Lab 1 (due 1/12), 11:59pm
NB The lab assignments will typically include write up
instructions at the end. Before you start, read the whole assignment
once, including the write-up instructions, so you know what to keep
track of along the way.
In addition: I will attempt to post the lab rubrics as each lab
is posted, so that you can see what is expected (and what would
be going above and beyond).
Choose your language and stake your claim
- Find a partner to work with for Labs 2-8. Ideally, each group
should include at least one person with solid training in linguistics.
- Choose the language you would like to work on this quarter. The languages on languages list are generally not available. English, German, Dutch and Japanese are not allowed. But there are 7000 or so languages in the world. Many are left to be worked on in 567 :)

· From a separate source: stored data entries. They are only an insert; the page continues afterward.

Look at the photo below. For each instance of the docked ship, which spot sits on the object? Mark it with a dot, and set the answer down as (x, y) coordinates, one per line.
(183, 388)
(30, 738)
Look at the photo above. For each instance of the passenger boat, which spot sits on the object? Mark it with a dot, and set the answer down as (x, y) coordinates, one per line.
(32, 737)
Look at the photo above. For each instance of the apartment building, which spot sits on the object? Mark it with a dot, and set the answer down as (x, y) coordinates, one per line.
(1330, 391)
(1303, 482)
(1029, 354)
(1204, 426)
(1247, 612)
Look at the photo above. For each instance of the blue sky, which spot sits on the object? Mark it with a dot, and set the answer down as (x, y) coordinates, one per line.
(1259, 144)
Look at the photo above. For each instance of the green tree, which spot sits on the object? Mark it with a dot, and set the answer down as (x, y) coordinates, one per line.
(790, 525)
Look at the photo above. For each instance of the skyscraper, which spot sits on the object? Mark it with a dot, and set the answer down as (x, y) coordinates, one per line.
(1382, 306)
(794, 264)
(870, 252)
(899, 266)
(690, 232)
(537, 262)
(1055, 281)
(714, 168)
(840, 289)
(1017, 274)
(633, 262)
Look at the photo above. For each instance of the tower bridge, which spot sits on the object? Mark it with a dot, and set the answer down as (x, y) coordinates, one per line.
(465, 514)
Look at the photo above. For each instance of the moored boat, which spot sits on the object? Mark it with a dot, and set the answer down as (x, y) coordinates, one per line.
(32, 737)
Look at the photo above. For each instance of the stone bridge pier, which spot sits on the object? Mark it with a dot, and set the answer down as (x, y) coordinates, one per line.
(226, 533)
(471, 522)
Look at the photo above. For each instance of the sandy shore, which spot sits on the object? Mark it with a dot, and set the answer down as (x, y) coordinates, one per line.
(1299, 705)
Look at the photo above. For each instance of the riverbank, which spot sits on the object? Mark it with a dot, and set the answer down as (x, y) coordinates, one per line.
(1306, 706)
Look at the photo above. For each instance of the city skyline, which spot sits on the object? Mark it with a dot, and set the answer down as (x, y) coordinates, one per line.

- Some languages that would be particularly of interest this year, if you can find suitable descriptive resources:
- Anything related to Russian, not yet done
- A Turkic language, other those on the list
- Rukai [dru]
- Paresti-Haliti [pab]
- Yakima Sahaptin [yak] (was done once, but can be redone)
- Basque [eus]
- Korean [kor]
- Standard Arabic [arb], or some other variety of Arabic
- Archi [aqc]
- Find reference materials for the language that are available through UW libraries (you'll want these materials longer than inter-library loan allows). Alternatively, you might find good resources available as pdf:
Glottolog.org might help you identify resources, as well.
- Email me by 5pm Tuesday 1/9 (preferably earlier) with the references you have found so that I can verify that they will be sufficient.
- Edit the languages list on the Treehouse wiki to stake your claim to your language. Be sure to include the iso code and language family. You should only add one line to this table, but put both of your names on it.
Grammar Customization: Get a small grammar for English
- Download our choices file
- Visit the LinGO Grammar Matrix customization page.
- Click on "Browse" next to "Upload choices file..." and upload the choices file you downloaded.
- Click on all of the subpages (starting with "General Information" and "Word order") to see which options have been selected in this choices file, and what other options are available.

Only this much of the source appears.